Et pourtant, les gens ont arrêté de s’interroger. Mes compatriotes, amis, facebook friends, et même tous ceux qui n’y comprennent rien, se sont subitement érigés en grands experts en politique africaine, consultants chez Wikileaks et agents des RG, pour défendre leur position au moyen d’informations officieuses, douteuses, partiales et outrageusement partisanes. Tout le monde semble détenir un quelconque secret d’Etat qui lui permet d’affirmer sans sourciller que son candidat a gagné, que l’autre ment et que ses partisans pourraient tous crever. J’exagère à peine.

Je n’ai pas une grande conscience politique, c’est vrai, je ne milite pour aucun parti, et aussi cynique et pessimiste que cela pourrait paraître, je pense qu’on fait de la politique en Afrique pour satisfaire son égo et s’enrichir, quelqu’en soit le prix pour la population (qui puisse me prouver le contraire le fasse! Je n’attends qu’à être convaincue). C’est cela la politique malafricaine.

Et avec cette politique malafricaine, à coups de détournements de deniers publics, de négligeance professionnelle, et de corruption physique et morale, on a créé deux générations de chômeurs trop ou mal instruits qu’on peut envoyer à sa guise manifester, casser, intimider, revendiquer, des anti-toi, des anti-moi, des anti-lui , des anti-elle, des anti-eux mêmes si tant est que la paie tombe et qu’ elle assure la soirée. Des personnes à qui on a volé vie, rêves, espoirs et perspectives, qu’on a annihilées afin de rendre plus serviles, des drones dont on n’attend même plus le retour à la base, plus que disposés à les laisser crever pour que nos plans aboutissent, sans sembler croire que si elles aussi un jour avaient eu la chance d’avoir un emploi, le droit de posséder une maison, d’y développer des projets pour leur avenir, celui de leur famille, pour leurs loisirs, le droit de prendre le temps de découvrir la placide beauté du pays qui les entoure, elles auraient pu décider de ne pas se tenir sous le soleil cuisant avec « A chacun son français » entre les mains.

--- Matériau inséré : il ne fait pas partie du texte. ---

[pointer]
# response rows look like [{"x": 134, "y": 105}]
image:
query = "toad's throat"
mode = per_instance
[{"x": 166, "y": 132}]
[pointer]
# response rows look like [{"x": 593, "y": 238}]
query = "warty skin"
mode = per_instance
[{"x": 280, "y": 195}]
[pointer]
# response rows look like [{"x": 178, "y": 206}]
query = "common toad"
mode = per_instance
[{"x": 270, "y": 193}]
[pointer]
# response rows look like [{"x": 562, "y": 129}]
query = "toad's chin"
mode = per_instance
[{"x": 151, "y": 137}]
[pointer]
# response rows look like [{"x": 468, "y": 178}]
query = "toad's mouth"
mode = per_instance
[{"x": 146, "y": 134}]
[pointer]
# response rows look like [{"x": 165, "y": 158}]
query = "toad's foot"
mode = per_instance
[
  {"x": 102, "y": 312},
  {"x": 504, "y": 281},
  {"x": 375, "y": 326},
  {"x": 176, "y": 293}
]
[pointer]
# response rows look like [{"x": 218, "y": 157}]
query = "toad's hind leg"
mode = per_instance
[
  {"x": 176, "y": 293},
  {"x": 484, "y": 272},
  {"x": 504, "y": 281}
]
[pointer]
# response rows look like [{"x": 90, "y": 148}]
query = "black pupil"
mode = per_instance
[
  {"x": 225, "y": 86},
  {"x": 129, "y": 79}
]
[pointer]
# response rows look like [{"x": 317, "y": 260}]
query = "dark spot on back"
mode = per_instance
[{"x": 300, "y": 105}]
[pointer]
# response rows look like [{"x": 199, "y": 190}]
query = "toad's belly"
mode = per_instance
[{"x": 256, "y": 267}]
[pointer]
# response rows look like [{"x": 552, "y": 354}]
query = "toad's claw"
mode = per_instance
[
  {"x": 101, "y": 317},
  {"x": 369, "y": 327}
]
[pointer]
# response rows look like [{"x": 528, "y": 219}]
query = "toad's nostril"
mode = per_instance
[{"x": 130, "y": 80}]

Donc Ouattara ou Gbagbo, Gbagbo ou Ouattara, je ne suis prête à rentrer en révolution pour aucun d’eux. Ni aujourd’hui, ni demain. Puisque l’un reclame une intervention militaire de l’ECOMOG (pour ceux qui ne connaissent pas la réputation de ces enfants de coeur, lisez Allah n’est pas obligé d’Amadou Kourouma ou faites un tour sur google, c’est effrayant; exactions contre les civils est presqu’aussi récurrent que le nom ECOMOG lui même)  et que l’autre s’en fout qu’on nous mette sous embargo d’ici peu (parce que de toute façon que les planteurs ne vendent plus rien et que toutes les entreprises ferment, on n’en crèvera que plus vite).

Le monde entier se rit de nous. Le pays aux deux présidents. D’ailleurs je rirais aussi si l’affaire n’était pas aussi grave. Mais l’affaire est grave, et nous pleurerions demain que personne ne pleurerait avec nous. Les mères porteront leurs enfants sans vie, leurs frères sans bras, leurs maris sans têtes, personne ne pleurera avec elles.

Le pays aux deux présidents.

La Côte d’Ivoire n’a pas 2 présidents. 2 nouvelles républiques se sont juste créées:

la République hôtelière du Golf * de monsieur Alassane Ouattara, soutenue et reconnue par toute la communauté internationale, même si ses habitants n’ont pas accès à l’aéroport international (mouhahahahah, c’est triste mais c’est un peu drôle)

-et la République Autarcique de Côte D’Ivoire, de monsieur Laurent Gbagbo et de ses proches qui sont privés de soldes d’hiver cette saison (faut pas rigoler avec Nicolas!)

En attendant, nous les ivoiriens, dans le coeur de qui la peur et l’angoisse ont réétabli leurs quartiers, qui mouront tous les jours un peu plus, nous attendons le 3e tour de L’élection. Oui l’élection présidentielle, parce qu’à force de le dire au pluriel, les gens ont fini par être confus. Donc c’est une élection présidentielle, un président, un pays.

*C’est pas moi qui l’ai dit, la république hotelière du Golf est, je crois, une expression du ministre de la Jeunesse de LG. Et c’est bien la 1e fois que je lui reconnais de la finesse d’esprit! Oui oui, ça me coûte de lui faire un compliment.